I picked up one of these the other day, based off of this thread and curiosity. I can tell you when I looked at the guitar I decided I would not buy it, but when I played the guitar I was really pleasantly surprised. I could not make it sound bad, buzz or anything negative. I paid what it was worth to me, to own. Looks to be a laminate top. Amazing projection and delineation between notes. Cool emblem badge, not a sticker on headstock. Wormholes on bracing wood, I think they were there when it was built, and on a Vtype brace, there is a piece of glued-on cotton material[] or fine burlap where the "V" meets. not a single stamp, number or marking inside the guitar, and the glue work is neat.

Anyone with any info on these or experience playing them, would love to hear from you!


----------



## Stephenlouis (Jun 24, 2019)

Just wondering if anyone saw my post or am I better starting a new one?  All good, but hoping to utilize the collective for info!


----------



## greco (Jul 15, 2007)

I wouldn't start a new thread. Consider this a bump to give it a bit more visibility.

Are you still enjoying the guitar and not finding anything about it that concern you (i.e., structurally, playability, etc.).

Is it a smaller sized body (i.e., not a dreadnought)? Many find that size nice to play...me included.


----------



## Stephenlouis (Jun 24, 2019)

greco said:


> I wouldn't start a new thread. Consider this a bump to give it a bit more visibility.
> 
> Are you still enjoying the guitar and not finding anything about it that concern you (i.e., structurally, playability, etc.).
> 
> Is it a smaller sized body (i.e., not a dreadnought)? Many find that size nice to play...me included.
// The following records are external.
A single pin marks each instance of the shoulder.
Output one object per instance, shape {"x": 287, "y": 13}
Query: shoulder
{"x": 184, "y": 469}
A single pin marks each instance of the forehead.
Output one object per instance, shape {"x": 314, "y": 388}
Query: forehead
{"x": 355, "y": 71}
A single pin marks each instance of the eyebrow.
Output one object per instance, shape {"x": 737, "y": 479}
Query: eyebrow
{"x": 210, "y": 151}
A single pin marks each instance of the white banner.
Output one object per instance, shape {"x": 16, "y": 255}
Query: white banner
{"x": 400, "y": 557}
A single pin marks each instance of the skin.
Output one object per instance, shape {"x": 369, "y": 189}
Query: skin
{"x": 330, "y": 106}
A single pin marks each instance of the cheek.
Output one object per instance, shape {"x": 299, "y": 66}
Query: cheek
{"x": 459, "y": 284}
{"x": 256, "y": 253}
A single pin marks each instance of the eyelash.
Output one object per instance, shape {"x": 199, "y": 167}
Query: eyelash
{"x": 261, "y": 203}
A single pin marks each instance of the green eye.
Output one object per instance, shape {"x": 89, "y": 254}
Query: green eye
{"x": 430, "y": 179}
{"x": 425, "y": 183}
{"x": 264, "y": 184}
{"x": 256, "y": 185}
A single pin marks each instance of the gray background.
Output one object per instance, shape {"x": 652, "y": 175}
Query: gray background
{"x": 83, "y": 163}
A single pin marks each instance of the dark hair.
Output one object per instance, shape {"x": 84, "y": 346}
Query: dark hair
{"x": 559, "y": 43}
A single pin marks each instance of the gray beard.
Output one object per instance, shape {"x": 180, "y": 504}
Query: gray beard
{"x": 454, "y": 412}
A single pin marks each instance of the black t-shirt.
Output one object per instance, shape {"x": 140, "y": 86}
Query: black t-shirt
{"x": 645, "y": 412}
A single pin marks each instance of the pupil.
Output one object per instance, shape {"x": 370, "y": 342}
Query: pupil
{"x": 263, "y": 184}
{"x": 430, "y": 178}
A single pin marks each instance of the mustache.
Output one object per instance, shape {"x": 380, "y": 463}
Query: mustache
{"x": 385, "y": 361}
Played it again today, everything about it is just better than is should be! It makes beautiful noise, balanced, crisp w2hen you choose and rings on when you let it. It is not a full dreadnought size, more the same size as a full size classical, or perhaps an auditorium but this guitar has the square shoulders like a hummingbird.


----------



## greco (Jul 15, 2007)

Stephenlouis said:


> Played it again today, everything about it is just better than is should be! It makes beautiful noise, balanced, crisp w2hen you choose and rings on when you let it. It is not a full dreadnought size, more the same size as a full size classical, or perhaps an auditorium but this guitar has the square shoulders like a hummingbird.


I had an old 70's Yamaha like that. It was small bodied and needed a neck reset. However, it always sounded great, especially given that I paid $40.00 for it...LOL


----------



## georgeschmidt45 (2 mo ago)

Heather said:


> I am at a loss finding information on my guitar I can only find reference to the Barcley custom R-340 never my R-360. Anyone able to shed some light who is knowledgeable with this specific brand.





Mark Trites said:


> Not sure if you will have much luck. Some guitars came out of the woodwork literally, and went back just as quick lol.. I have one, but did not find much info on them besides possibly a sears catalog guitar which I doubt. The thing sounds amazing, and has no cracks, warps, and is straight so I think it is some what good quality. Good luck in your search


 I picked up a Barcley Custom R-360 about ten years ago in an antique shop. Well-built in the 70s, Stays in tune, plays very well very and looks beautiful. Spruce top and Mahogany body. Because it is very lightweight I'll be using it more when I go out to play. It is being set-up and re-string and will sound even better.


----------